スポーツチームのオーナーとして理想なのは、個人それとも企業?(後編)

前編から続く)

ファンとしては、何より自分が応援してるチームに勝って欲しい。チームの存在意義が「親会社の売り上げを伸ばすこと」なんて、たまったものではないと思う。スポーツとは感動の世界になくてはならず、企業の業績というドライな世界にあってはならない。

そういう意味で理想なのは、ファンの1人がオーナーになることだ。

いい例は、僕が応援してるニューイングランド・ペイトリオッツのオーナー、ロバート・クラフトである。彼は地元ボストンで育ち、長年シーズンチケットの保有者だった。90年代に当時のオーナーがチームを他の街に移転させると発表すると、クラフトはペイトリオッツへの愛情に流され、市場価値の1.5倍という経済合理性を度外視した価格でチームを購入し、チームをボストンに残してくれた。

このように金ではなく感情で動くオーナーは、ファンとしてとてもありがたい存在だ。

もっとも、オーナーが個人であっても、スポーツチームがビジネスであることは変わらない。そして、オーナーが無能だと、ファンの不幸は永遠と続く。

ニューヨーク・ジェッツがその典型例だ。NFLには32チームあり、そのうち14チーム(5年前までは12チーム)がプレーオフに進出できるが、ジェッツは15年連続プレイオフに残れていない。

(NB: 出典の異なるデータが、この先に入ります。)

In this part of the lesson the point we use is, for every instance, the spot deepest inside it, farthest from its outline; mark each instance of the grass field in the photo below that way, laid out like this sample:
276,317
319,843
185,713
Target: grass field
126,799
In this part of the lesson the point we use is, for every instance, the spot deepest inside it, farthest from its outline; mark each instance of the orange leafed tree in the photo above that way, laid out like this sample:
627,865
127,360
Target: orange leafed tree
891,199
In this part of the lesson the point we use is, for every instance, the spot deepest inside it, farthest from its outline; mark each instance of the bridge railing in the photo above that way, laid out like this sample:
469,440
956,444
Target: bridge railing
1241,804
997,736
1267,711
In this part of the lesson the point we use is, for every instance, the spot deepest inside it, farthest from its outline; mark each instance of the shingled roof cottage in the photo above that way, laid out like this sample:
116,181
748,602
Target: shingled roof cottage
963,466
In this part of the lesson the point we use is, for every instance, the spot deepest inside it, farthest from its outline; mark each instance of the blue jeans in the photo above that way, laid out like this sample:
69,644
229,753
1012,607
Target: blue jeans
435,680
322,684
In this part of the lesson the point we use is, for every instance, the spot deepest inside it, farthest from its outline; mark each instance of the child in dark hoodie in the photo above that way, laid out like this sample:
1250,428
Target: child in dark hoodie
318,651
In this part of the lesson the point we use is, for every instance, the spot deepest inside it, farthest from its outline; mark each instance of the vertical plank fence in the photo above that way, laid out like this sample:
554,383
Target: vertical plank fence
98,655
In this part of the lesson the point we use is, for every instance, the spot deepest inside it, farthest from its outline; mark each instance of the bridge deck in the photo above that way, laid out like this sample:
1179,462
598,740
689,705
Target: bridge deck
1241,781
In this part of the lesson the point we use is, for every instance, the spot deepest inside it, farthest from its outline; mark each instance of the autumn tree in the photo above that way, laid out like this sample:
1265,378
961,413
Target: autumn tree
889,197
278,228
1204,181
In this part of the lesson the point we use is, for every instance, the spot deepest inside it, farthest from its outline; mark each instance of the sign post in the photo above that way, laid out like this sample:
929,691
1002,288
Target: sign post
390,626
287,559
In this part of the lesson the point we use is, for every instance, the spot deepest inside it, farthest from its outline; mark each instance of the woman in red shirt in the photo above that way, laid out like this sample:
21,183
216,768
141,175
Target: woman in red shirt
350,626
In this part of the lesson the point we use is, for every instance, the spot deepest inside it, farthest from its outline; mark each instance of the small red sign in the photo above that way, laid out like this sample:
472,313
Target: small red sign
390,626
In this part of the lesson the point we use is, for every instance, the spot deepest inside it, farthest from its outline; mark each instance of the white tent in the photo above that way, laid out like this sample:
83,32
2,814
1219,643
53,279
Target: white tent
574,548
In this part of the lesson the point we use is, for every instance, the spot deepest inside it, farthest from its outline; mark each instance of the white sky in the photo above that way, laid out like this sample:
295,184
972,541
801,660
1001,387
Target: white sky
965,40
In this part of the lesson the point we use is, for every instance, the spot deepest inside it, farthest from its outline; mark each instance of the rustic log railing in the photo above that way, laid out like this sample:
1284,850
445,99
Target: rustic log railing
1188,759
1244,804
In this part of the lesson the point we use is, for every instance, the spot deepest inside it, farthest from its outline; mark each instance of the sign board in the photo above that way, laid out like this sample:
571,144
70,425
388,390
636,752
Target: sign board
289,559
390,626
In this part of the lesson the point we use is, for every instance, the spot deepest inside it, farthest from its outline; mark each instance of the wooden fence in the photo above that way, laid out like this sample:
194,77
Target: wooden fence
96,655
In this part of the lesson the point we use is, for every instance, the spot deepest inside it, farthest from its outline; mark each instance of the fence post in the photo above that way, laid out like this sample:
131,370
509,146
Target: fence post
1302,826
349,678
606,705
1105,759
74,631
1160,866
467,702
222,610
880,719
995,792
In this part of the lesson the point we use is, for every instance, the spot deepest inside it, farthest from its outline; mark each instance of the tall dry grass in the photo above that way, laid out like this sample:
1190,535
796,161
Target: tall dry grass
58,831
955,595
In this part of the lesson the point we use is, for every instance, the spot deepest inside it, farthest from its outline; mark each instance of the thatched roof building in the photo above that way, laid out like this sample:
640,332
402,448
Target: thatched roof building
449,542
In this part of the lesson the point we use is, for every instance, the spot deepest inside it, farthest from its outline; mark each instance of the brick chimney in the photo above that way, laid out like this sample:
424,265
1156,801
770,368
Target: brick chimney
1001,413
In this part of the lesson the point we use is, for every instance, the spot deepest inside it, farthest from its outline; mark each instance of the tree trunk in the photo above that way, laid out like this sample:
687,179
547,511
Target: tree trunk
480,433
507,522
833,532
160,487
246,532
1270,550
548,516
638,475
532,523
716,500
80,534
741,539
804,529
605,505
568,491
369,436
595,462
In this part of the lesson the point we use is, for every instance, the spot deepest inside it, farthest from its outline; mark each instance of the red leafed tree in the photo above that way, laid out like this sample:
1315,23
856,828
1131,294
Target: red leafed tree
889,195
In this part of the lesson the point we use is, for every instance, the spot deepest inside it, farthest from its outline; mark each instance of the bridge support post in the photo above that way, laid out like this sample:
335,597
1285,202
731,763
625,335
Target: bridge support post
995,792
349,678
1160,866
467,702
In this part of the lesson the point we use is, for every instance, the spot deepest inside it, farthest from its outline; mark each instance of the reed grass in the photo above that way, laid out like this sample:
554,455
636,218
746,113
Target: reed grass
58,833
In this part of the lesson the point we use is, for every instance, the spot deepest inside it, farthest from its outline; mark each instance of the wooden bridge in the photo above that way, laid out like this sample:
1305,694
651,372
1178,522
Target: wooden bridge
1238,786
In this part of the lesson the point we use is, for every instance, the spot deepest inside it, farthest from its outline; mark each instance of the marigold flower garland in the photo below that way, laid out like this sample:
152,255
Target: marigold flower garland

この期間のジェッツは不安定とカオスの連続だ。監督が5回、GM(ゼネラルマネージャー)が7回代わっているだけでなく、2017年から2021年にかけては、オーナーが在イギリス米国大使に任命されて不在だった。

当たり前だが、個人のオーナーはクビにできない。そして、そのオーナーにチームを経営する能力がないと、いくら監督とGMを代えても元凶は残るので、ファンは絶望するしかない。

僕の持論は、「スポーツチームとは、感動で経営するビジネス」。感動が欠かせない以上、スポーツチームのオーナーには企業より個人の方が適していると思う。

でも、それはきっと、僕の好きなチームが有能なオーナーに所有されているから言えるのだと思う。ジェッツのファンからしたら、無能な個人より無感動な企業の方がずっとオーナーとしてありがたいだろう。